Violenza e religione, lo sterminio degli armeni a teatro
La masseria delle allodole è un romanzo del 2004 di Antonia Arslan. Ho un ricordo sfocato di un incontro con l’autrice, nata a Padova da famiglia armena, ma vivido del suo romanzo. Avevo letto con passione I 40 giorni del Mussa Dagh di Franz Werfel, un romanzo del 1933; l’atroce argomento è lo stesso: il libro della Arslan, che poi ebbe e continua ad avere una notevole fortuna (dalle innumerevoli traduzioni al film dei fratelli Taviani) tratta dello sterminio della minoranza armena ordinato dal governo turco nel 1915. La sua fortuna arriva fino a oggi, alla festa del teatro di San Miniato. Se ne rimane per un poco sorpresi, come mai gli armeni in una manifestazione dedicata a opere impregnate di fede religiosa? Lo si capisce dopo poco, quando appare in scena una grande statua di Cristo, alla quale verranno spezzate le ginocchia: gli armeni sono un popolo di fede cristiana, ai quali dichiarano guerra gli ottomani.
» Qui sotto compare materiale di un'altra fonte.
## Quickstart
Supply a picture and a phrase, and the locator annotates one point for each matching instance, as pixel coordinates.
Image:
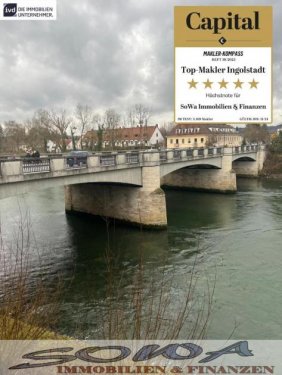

Rispetto al romanzo il copione teatrale opera un processo di condensazione: il testo è di Francesco Asselta e del regista Michele Sinisi. Ci troviamo subito nella masseria, c’è una tavola imbandita, la famiglia degli Arslanian è già lì riunita. Come scrive Sinisi, «per trascorrere gli ultimi interminabili attimi di una vita di piacere, di bellezza e di condivisione, di poesia e di erotismo, di spiritualità e di canto». Il medico Krikor aveva annunciato (nel romanzo) che tutti gli uomini erano convocati in prefettura nel pomeriggio. Ricordando le stragi di vent’anni prima, viene presa la decisione di sottrarsi, anche per festeggiare il primogenito Yerwant, che alla notizia della morte del padre aveva deciso di tornare dall’italia. Il fratello Sampad porta con sé la moglie Shushanig e tutta la famiglia. Ma presto irrompe un gruppo di militari. È di nuovo la strage. Gli uomini vengono uccisi, anzi torturati, evirati, decapitati; le donne vengono trascinate via, stuprate, seviziate. Su un lato della scena scorre parallelo il dialogo tra un politico e un colonnello amico degli Arslanian. Dice il politico: «Lei ha il dovere di stare da questo lato». Risponde il colonnello: «Ma non è democratico!» Il politico: «Questo non è un tempo democratico». Il colonnello: «Mi sta dicendo che il nostro non è più uno Stato democratico». Il politico: «Non le sto dicendo questo. Le ribadisco che il nostro è un regime democratico». Coinvolgenti e anche divertenti le prime scene, in specie per la bravura delle attrici. Amare, impietose le scene in cui prevale la presenza degli uomini, gli armeni e gli altri. Campeggia il Cristo con le ginocchia spezzate.